I finished a couple more features to the PTR firmware this week. The primary
feature added was a command line interface for managing device settings over
USB serial. Currently this interface supports setting and showing individual
values, showing all values, resetting all values to default, and showing help
and version screens. Configurable values are node number, reboot duration, and
call duration. The following is a screenshot of the output of the
command in Minicom:
Initially this was useless because a power cycle knocked out all settings as they were stored in RAM. To fix this I added code to save the configuration to the ATmega’s EEPROM memory whenever a value is changed. The current firmware also stores the state of the node’s ports after a command is completed. This allows the device to restore to the previous state in the case of a power failure or equipment migration.
Along the way I learned more about the architecture of the ATmega.
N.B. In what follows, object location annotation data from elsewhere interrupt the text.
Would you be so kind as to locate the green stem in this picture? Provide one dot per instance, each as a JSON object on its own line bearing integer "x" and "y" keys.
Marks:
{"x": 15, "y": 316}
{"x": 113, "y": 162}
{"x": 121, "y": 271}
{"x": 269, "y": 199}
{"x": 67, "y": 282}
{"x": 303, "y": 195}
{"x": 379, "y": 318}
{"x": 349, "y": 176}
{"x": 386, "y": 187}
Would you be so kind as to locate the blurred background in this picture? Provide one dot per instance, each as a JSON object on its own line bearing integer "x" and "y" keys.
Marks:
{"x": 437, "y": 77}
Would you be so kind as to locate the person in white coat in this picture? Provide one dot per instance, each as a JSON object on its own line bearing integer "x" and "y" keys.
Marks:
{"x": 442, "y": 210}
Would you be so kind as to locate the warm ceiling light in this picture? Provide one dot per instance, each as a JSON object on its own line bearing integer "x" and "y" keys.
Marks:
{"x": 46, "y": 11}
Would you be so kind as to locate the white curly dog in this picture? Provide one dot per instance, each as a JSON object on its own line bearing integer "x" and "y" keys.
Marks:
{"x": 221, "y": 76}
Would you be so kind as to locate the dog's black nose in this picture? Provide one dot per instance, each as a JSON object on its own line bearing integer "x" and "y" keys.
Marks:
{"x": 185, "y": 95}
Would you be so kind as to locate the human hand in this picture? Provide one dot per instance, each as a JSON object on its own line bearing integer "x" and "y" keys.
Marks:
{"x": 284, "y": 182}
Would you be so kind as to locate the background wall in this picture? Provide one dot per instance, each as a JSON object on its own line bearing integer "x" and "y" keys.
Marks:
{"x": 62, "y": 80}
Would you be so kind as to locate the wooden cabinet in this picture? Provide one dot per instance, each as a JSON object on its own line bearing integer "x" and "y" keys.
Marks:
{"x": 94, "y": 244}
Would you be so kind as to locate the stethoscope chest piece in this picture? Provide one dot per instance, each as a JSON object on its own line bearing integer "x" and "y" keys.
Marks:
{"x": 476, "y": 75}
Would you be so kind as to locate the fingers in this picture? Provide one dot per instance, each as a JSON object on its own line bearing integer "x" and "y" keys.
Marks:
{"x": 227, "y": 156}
After I added the initial command line code, the firmware’s data segment bloated to over 1kB. I did some research and found this was expected behavior because the AVR utilizes a modified Harvard architecture. Constant and literal values are copied to RAM on startup which causes a ton of memory to be wasted if these values are large. I was able to overcome this limitation by using the macros in AVR Libc pgmspace.h to store string literals in program space. Avr Libc provides several string functions that operate on strings stored in program space natively, so converting the existing code was very straightforward.
There is still much to be added before an initial release can be made. My next task is going to be to create a transmit interface for the PTR controller so confirmation tones can be sent back to the controller radio.